Networks riddled with vulnerabilities

Security experts have warned that there is at least one vulnerability in the network layer of every corporate network.

The research also found that almost all networks have at least one vulnerability in the application layer.

Security firm Orthus this week published an analysis of 100 in-depth security tests conducted over the past five years,

The firm claims that this provides an insight into how security weaknesses and attack vectors have evolved, and how organisations' defences have changed in response.

The analysis looked at the results from 100 baseline security testing engagements delivered since the beginning of 2004 across a range of industry sectors including banking, insurance, finance, retail, manufacturing, transport, utilities, health and education.

The study found that 100 per cent of tests found at least one security vulnerability at the network level, and 97 per cent of tests found at least one vulnerability at the application level.

Orthus said that network layer weaknesses have come down from an average of 14 per test in 2004 to an average of six in tests delivered during 2008, a reduction of 57 per cent.

But application layer weaknesses have increased from eight per test in 2004 to 12 per test in 2008, a 50 per cent rise.

Orthus said that the analysis highlights an improvement in the way organisations are hardening and configuring network devices and servers prior to use in production environments.

But some vulnerabilities are inevitably still present and more than half of these are attributable to weak operational security processes, in particular inadequate patch management programmes.

SQL injection and other SQL weaknesses increased 25 per cent, cross-site scripting increased 23 per cent, and input validation issues increased 15 per cent.

SSL related issues went up by seven per cent, authentication related issues increased nine per cent and information leakage increased five per cent.
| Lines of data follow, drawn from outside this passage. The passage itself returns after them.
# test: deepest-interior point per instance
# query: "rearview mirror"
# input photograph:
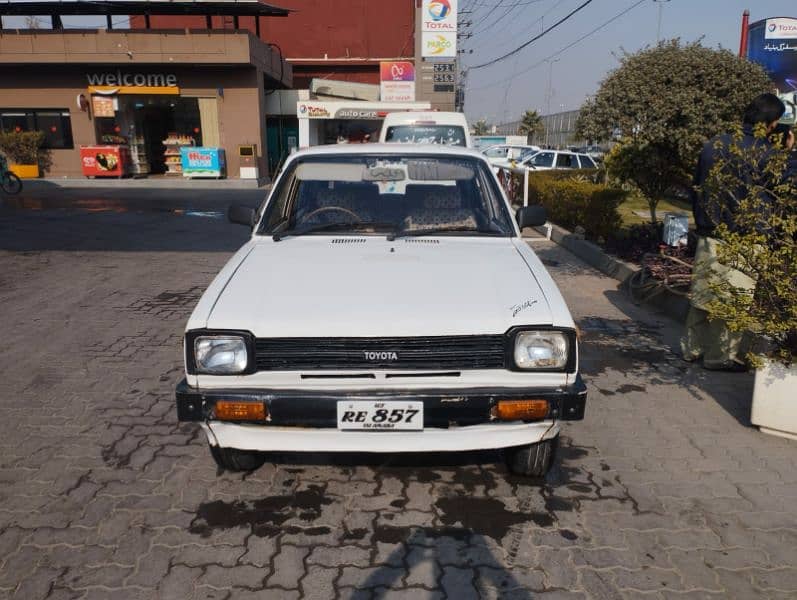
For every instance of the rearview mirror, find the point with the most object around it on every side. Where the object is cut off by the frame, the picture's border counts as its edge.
(531, 216)
(242, 215)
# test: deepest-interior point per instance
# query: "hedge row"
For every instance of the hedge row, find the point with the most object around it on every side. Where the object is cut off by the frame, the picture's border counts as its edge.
(573, 199)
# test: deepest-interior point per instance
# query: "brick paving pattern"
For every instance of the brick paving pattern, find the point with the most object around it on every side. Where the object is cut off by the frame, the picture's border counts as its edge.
(664, 491)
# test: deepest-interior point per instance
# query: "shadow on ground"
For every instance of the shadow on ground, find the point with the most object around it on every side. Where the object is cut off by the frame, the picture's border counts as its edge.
(123, 220)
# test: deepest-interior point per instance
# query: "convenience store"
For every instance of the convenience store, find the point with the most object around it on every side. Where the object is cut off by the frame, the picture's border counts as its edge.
(143, 102)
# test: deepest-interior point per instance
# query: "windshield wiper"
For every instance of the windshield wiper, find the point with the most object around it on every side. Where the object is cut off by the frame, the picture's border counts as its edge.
(435, 230)
(329, 227)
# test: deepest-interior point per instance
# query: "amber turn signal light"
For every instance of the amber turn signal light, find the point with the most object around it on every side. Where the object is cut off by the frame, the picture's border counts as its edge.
(240, 411)
(521, 410)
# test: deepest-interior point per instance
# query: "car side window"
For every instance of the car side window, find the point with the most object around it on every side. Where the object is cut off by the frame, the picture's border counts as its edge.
(543, 159)
(566, 161)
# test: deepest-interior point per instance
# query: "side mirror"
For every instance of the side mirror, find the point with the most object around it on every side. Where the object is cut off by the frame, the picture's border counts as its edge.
(242, 215)
(531, 216)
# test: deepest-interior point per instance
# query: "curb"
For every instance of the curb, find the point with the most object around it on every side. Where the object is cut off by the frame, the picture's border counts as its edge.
(672, 305)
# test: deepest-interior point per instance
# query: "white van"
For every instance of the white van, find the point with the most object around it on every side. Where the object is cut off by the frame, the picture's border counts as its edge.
(449, 128)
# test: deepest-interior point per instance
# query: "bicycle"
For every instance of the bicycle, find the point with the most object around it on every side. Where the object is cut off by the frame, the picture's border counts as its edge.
(9, 182)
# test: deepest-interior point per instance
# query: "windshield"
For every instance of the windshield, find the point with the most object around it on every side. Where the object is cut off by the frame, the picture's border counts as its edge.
(451, 135)
(386, 195)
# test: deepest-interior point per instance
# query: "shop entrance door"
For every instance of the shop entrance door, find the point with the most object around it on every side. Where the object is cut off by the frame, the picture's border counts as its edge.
(156, 123)
(282, 136)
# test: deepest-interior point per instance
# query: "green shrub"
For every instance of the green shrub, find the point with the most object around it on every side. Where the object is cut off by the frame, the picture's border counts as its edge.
(22, 147)
(574, 202)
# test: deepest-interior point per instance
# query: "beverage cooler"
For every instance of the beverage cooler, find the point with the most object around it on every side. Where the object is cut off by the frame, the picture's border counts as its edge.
(202, 161)
(105, 161)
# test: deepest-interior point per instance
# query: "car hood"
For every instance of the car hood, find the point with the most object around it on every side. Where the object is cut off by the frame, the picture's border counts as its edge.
(314, 286)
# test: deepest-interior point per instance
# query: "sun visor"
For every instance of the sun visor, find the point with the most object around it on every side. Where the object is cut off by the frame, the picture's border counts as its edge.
(327, 171)
(433, 170)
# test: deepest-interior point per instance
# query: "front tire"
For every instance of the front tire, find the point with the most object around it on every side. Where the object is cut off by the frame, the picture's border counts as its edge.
(232, 459)
(533, 460)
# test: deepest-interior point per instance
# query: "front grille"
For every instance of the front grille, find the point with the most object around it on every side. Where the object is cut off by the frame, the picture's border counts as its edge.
(422, 353)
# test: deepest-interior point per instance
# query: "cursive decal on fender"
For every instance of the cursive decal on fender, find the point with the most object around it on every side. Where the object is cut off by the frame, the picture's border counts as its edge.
(516, 308)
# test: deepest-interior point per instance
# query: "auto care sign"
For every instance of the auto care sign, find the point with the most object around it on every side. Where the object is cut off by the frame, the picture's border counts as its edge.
(439, 29)
(396, 81)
Richard Hollis, managing director of Orthus, said: "Security teams are getting better at eradicating network and operating system related issues, but the application layer is less well addressed.

"Companies need to adopt secure coding guidelines as part of a comprehensive secure software development lifecycle.

"It can be done. The three per cent of applications that were extremely well-written and configured when tested are proof of that."

But Hollis added that organisations that outsource web application development in particular should provide security standards to their partners and insist on periodic independent code reviews as well as application testing of every major release.

"Issues fixed in one release have a habit of reappearing in the next," he said.